Bjørn Hallstein ist Anthropologe und Soziologe für Religion an der VID Specialized University in Norwegen und stellte die Rolle von religiösen Einrichtungen in der Corona-Krise und deren Bedeutung für Immigranten vor. Als erstes zeigte er eine Tabelle mit den Infektionsraten, sortiert nach dem Geburtsland der Betroffenen. Die Statistik zeigte beispielsweise, dass Einwanderer aus Somalia öfter infiziert sind als die norwegische Bevölkerung. Die Resultate der Studie wurden in den Medien heiß diskutiert. Mögliche Erklärungen waren, dass Einwanderer eher in Jobs arbeiten, bei denen man mit dem Virus in Berührung kommt oder dass es eine Sprachbarriere bei Infomaterialien über das Virus gebe, da diese nicht in genügend Sprachen zur Verfügung gestellt werden. Im Anschluss an die Debatte erhielten sechs gemeinnützige Organisationen in Norwegen, darunter das Rote Kreuz aber auch religiöse Organisationen, Förderungen vom Staat, um mehr Materialien für Einwanderer zur Verfügung zu stellen. Bjørn Hallstein ging dann noch explizit auf die Maßnahmen des Islamrats von Norwegen ein. Der Rat hat Infomaterialien zum Verhalten in Moscheen veröffentlicht und Internetvideos erstellt, in denen die Muslime in Norwegen dazu aufgerufen werden, den Reglungen der norwegischen Regierung Folge zu leisten. Der Islamrat Norwegens hat sehr schnell gehandelt und zeigte die Rolle von Religion in der Krise und die Auswirkungen auf die Bevölkerung auf. Zudem wurden während der Krise die unterschiedlichen Herangehensweisen von den koexistierenden Religionen in Norwegen deutlich.

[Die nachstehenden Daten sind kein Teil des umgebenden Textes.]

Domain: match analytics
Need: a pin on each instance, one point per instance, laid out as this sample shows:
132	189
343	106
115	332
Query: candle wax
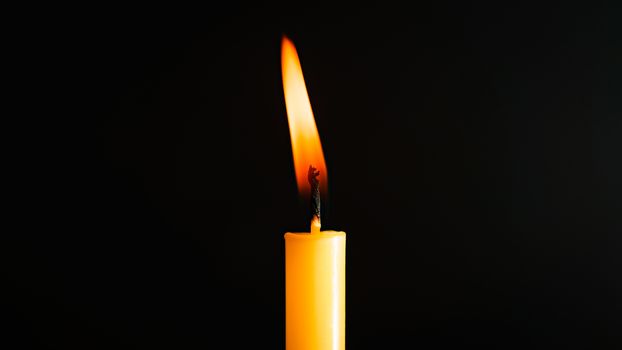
315	290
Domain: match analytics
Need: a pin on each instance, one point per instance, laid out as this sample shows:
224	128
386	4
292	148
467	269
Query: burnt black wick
315	195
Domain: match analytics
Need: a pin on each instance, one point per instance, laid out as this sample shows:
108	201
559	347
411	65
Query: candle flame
306	145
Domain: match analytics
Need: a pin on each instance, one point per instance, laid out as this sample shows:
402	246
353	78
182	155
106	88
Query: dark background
473	155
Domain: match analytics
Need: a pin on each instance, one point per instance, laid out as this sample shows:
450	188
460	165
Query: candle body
315	290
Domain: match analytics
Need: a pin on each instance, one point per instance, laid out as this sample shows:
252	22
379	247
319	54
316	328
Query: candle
315	260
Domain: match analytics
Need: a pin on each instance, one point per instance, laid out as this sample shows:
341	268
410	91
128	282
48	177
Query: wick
316	223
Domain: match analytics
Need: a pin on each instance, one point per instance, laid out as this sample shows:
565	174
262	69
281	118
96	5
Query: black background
473	156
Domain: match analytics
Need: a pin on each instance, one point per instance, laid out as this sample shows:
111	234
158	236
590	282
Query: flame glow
306	145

Der neunte und somit letzte Vortrag der Veranstaltung wurde vom Rechtprofessor und Anwalt Achim Förster von der FHWS in Deutschland gehalten. Er stellte den Zuhörer*innen die rechtliche Seite der Corona-Krise samt ihrer Maßnahmen vor, indem er die aktuelle Situation mit den Vorfällen und der Lage vom 11. September 2001 in Amerika verglich. Damals war internationaler Terrorismus das Thema in der Politik aber auch in der Gesellschaft und es galt, Überwachungsmaßnahmen und Freiheitsrechte miteinander zu vereinen. Während der Corona-Krise geht es nun abermals darum, diese Rechte auszubalancieren. Nach einer kurzen Vorstellung des deutschen Rechtssystems ging Achim Förster auf Sonderregelungen in Krisensituationen ein. So dürfen Grundrechte eingeschränkt werden, um so die Grundrechte aller zu beschützen und die nationale Gesundheit zu sichern. In Zukunft sollte aber gesichert werden, dass Gerichte schneller handeln können, da es in diesen Situationen auf Schnelligkeit ankommt. Er endete seinen Vortrag mit dem Zitat „There’s no one-size-fits-all“ was auf alle Vorträge anzuwenden ist: Obwohl alle Länder vor ähnlichen Problemen und Herausforderungen stehen, gibt es nicht nur einen richtigen Weg. Jedes Land muss die Lösung finden, die am besten zur Bevölkerung passt.